The USPTO refused to register the mark FARM TO TABLE, finding it merely descriptive of "wines" under Section 2(e)(1), and also concluding that it failed to function as a trademark under Sections 1, 2, and 45 of the Trademark Act. Applicant argued that the mark "cannot describe wine because 'fresh' wines available literally from farm to table would be unaged and undrinkable grape juice." How do you think this came out? In re Fowles Wine Pty Ltd., Serial No. 79157017 (September 15, 2017) [not precedential] (Opinion by Peter W. Cataldo).


The Examining Attorney submitted Internet web pages and articles from major newspapers, referencing the term "farm to table" in connection with wines, wine pairing, and wine and food events. Applicant Fowles provided a table listing 19 third-party registrations for FARM TO TABLE formative marks for food items and related services (but not including wine).

Failure to Function: “[N]ot every designation adopted with the intention that it performs a trademark function and even labeled as a trademark necessarily accomplishes that purpose…." The crucial question is whether consumers perceive the designation as a mark.

[T]he evidence excerpted above shows that FARM TO TABLE is commonly used in an informational manner in connection with local produce, meats, wines and events featuring these products that are prepared and served together.
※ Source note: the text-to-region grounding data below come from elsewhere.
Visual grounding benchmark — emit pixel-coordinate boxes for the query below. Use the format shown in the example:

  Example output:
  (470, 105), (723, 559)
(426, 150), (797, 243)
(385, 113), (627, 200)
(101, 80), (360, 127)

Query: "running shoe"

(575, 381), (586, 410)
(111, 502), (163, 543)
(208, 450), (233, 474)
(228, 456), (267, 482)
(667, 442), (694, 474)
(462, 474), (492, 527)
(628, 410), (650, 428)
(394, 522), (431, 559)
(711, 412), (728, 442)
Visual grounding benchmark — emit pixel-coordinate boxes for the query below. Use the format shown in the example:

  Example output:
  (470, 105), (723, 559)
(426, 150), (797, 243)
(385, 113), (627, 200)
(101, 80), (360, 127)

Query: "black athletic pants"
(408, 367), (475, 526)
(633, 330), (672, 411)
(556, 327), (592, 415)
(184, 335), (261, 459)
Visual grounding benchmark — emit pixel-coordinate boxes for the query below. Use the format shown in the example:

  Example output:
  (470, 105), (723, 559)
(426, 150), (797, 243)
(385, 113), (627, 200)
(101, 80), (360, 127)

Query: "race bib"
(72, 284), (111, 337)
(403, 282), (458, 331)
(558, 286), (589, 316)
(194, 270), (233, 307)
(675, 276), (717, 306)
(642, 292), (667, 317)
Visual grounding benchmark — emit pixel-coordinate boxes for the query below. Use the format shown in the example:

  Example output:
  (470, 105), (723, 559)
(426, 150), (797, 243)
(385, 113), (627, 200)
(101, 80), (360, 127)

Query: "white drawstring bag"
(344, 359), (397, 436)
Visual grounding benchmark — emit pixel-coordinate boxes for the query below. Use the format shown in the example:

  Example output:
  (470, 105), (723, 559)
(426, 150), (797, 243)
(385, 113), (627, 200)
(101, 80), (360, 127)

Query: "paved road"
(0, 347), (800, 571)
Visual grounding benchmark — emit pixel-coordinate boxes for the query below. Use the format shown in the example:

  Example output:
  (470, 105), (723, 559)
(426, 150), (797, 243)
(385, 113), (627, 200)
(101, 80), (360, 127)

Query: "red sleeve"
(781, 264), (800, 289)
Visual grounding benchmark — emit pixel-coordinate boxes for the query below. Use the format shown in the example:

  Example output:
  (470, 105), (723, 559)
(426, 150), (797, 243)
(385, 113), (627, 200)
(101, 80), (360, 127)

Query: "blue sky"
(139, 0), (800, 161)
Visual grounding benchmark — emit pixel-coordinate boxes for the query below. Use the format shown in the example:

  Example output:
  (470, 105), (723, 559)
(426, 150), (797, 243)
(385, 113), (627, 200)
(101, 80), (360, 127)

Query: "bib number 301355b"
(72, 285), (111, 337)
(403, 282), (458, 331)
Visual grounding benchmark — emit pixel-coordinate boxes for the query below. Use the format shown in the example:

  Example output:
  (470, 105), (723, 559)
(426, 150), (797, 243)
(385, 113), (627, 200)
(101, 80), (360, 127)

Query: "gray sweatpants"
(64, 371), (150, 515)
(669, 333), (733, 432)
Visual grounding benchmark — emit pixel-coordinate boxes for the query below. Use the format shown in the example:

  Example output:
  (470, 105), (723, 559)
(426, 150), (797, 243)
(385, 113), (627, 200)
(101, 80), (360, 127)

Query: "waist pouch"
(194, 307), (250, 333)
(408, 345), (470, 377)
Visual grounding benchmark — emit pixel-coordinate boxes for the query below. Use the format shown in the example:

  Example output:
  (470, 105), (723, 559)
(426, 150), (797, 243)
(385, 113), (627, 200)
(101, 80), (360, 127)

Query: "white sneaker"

Moreover, applicant's own use of the term at its website - displaying FOOD WINES – FARM TO TABLE in large letters above the wording "Farm to Table wines are bright, delicious, and made to match with fresh produce shared among good friends" - conveys that its wines are part of the trend toward locally sourced foods and wines rather than an indicator of source.

In sum, FOOD TO TABLE "functions solely to convey an informational message regarding Applicant’s wines, rather than identifying the source thereof."


Mere Descriptiveness: Based on the evidence discussed above, the Board found FOOD TO TABLE to be merely descriptive of wines because it describes a feature or characteristic thereof, namely that they are locally sourced. The Board rejected applicant's argument that FARM TO TABLE cannot describe wine because "fresh" wines would be unaged and undrinkable grape juice. "FARM TO TABLE wines are not necessarily freshly pressed and unaged, but rather made from grapes grown in the same area as the wineries at which they are pressed and aged, and often are suitable to be paired with local foods. misapprehends the meaning of FARM TO TABLE as applied to wines."

As to the third-party registrations cited by Applicant Fowles, none listed wines among the goods or services. In any event, the Board is not bound by the prior actions of examining attorneys involving different marks, different goods or services, and different evidentiary records.

Conclusion: And so the Board affirmed both refusals.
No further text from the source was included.